The causes of the Berlin Blockade, the Berlin Airlift and its consequences

By June 1948, Stalin had taken control of most of Eastern Europe.

In response, the West made Western Europe wealthy and pro-american.

After the War, Germany and it's capital Berlin, were each divided into four zones of occupation; the British, French, American and Soviet Zones.

Western Germany had always been a rich industrial area of Europe, so it was decided that Western Germany would be included in the plans to rebuild Europe. With this aim, the USA...:

  • Extended the Marshall Plan to the Western Zones of Germany, but not the Soviet Zone, as they knew Stalin would reject the offer.

  • Combined American, British and French zones together, creating a stronger zone that was much easier to manage.

  • In the Western Allied zone, a new currency was introduced called the 'Deutschmark'. It has began to help Germany recover, but is much stronger currency in the Soviet zone.

The Berlin Blockade

The blockade began on the 24th of June, when the Soviets cut all land and water connections between the allied zones and Berlin and halted all traffic and trading in and out of Berlin.

The Allies (US, UK, France) responded by cutting trade and traffic from Western Germany into East Germany.

The Berlin Airlift

The Berlin Airlift began on the 26th of June 1948 and lasted until the 30th of September the next year.

Over this time, the Western Zones of Germany flew more than 1.5 million tons of food, fuel, clothes and equipment into Berlin with around 1,000 flights landing each day.

Surprisingly, Soviet forces did not fire on the planes and allowed them to pass over Soviet territory.

By May 1949, Stalin accepted that his attempt to force the Western Allies out of West Berlin had failed and called the blockade off.

The Allies continued the airlift until September to build up a comfortable surplus of resources in case of another blockade.

What effects did the incident in Berlin bring in Europe?

Immediate Effects

  • In 1949, the Western Allies set up a military alliance called NATO (North Atlantic Treaty Organisation) in which they promised to defend each other if attacked.

  • The Berlin Airlift significantly improved the relationship between the Allies and the Germans living in Western Germany, especially because they had been at war recently.

  • Germany became permanently divided into the Allied zone: Federal Republic of Germany and the Soviet zone: German Democratic Republic.

  • The crisis was peacefully resolved by the airlifts and showed the West's commitment to the city.

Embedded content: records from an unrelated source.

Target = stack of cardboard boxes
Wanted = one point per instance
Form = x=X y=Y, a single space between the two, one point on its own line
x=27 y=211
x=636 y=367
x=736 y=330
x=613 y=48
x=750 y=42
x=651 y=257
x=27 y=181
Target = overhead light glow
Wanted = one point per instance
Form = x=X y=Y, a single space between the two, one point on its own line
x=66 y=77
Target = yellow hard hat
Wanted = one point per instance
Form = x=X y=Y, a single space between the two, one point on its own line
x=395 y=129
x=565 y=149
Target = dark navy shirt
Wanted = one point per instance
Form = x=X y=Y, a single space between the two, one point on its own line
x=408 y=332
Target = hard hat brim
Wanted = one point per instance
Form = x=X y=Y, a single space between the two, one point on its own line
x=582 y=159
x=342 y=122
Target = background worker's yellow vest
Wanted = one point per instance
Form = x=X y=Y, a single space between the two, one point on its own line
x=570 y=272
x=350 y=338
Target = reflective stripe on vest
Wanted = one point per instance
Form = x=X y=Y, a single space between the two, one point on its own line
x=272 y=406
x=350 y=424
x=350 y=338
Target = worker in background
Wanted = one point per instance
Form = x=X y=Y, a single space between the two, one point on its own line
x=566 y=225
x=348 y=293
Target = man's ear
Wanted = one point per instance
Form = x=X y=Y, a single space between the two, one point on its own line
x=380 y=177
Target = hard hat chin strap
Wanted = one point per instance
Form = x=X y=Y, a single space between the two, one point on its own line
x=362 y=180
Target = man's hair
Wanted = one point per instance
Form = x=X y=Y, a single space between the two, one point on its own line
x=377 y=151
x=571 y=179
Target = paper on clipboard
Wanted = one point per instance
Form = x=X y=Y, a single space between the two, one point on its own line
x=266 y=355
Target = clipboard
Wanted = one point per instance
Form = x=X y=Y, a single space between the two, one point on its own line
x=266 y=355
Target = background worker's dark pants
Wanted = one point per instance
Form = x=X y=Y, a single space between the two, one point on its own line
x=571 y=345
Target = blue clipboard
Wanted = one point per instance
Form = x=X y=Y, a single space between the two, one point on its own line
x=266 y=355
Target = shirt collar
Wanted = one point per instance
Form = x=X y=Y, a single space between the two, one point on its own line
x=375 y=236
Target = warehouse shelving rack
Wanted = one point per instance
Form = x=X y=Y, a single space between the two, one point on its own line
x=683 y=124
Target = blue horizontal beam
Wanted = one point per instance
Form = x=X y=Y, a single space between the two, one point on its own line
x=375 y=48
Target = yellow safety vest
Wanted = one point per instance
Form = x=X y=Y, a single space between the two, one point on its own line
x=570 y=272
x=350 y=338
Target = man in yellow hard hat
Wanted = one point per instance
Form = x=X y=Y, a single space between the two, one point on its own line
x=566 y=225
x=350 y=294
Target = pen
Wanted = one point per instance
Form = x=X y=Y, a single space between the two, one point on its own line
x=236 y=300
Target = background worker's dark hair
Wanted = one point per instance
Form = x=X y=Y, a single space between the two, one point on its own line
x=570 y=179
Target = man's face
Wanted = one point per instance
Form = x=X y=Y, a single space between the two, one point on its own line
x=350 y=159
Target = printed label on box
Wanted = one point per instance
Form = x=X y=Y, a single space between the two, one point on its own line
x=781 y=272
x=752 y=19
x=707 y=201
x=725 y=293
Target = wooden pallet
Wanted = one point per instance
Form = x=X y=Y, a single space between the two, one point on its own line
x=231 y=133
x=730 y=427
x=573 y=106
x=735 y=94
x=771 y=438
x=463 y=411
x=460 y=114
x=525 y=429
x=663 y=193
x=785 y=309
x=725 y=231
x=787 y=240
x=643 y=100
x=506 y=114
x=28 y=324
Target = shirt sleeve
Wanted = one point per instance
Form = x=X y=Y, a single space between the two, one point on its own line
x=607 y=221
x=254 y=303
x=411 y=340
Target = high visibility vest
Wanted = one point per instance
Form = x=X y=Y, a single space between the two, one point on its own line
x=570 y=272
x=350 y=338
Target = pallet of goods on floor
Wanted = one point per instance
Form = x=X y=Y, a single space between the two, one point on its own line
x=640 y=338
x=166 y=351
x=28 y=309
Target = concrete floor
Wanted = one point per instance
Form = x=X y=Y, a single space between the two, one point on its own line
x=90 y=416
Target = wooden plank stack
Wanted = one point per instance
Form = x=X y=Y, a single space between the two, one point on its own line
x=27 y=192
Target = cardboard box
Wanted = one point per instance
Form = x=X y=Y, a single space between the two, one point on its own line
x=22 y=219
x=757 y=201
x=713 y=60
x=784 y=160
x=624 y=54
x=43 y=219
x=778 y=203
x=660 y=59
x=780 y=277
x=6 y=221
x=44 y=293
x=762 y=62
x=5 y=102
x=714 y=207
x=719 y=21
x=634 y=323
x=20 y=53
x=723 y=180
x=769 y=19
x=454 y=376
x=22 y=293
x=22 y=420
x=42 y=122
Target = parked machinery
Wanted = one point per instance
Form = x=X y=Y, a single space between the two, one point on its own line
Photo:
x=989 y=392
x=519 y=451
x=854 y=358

  • The USSR and the Western Allies both increased propaganda against each other as they both claimed victory.

Long Term Effects

  • Berlin became a symbol and the center of Cold War Tensions as the Americans saw Berlin as an 'island' of democracy in the middle of communist repression and the Soviets saw Western Berlin as an 'invasive cancer' in East Germany.

  • Due to the Soviet Union's actions, many Americans became even more anti-communist, fearing future communist aggression in the West. They began to pressurise their government into fighting communism globally.

  • In 1955, the Soviets created the Warsaw Pact, a military alliance where the USSR and Communist states of Eastern Europe promised to defend each other if they were under attack.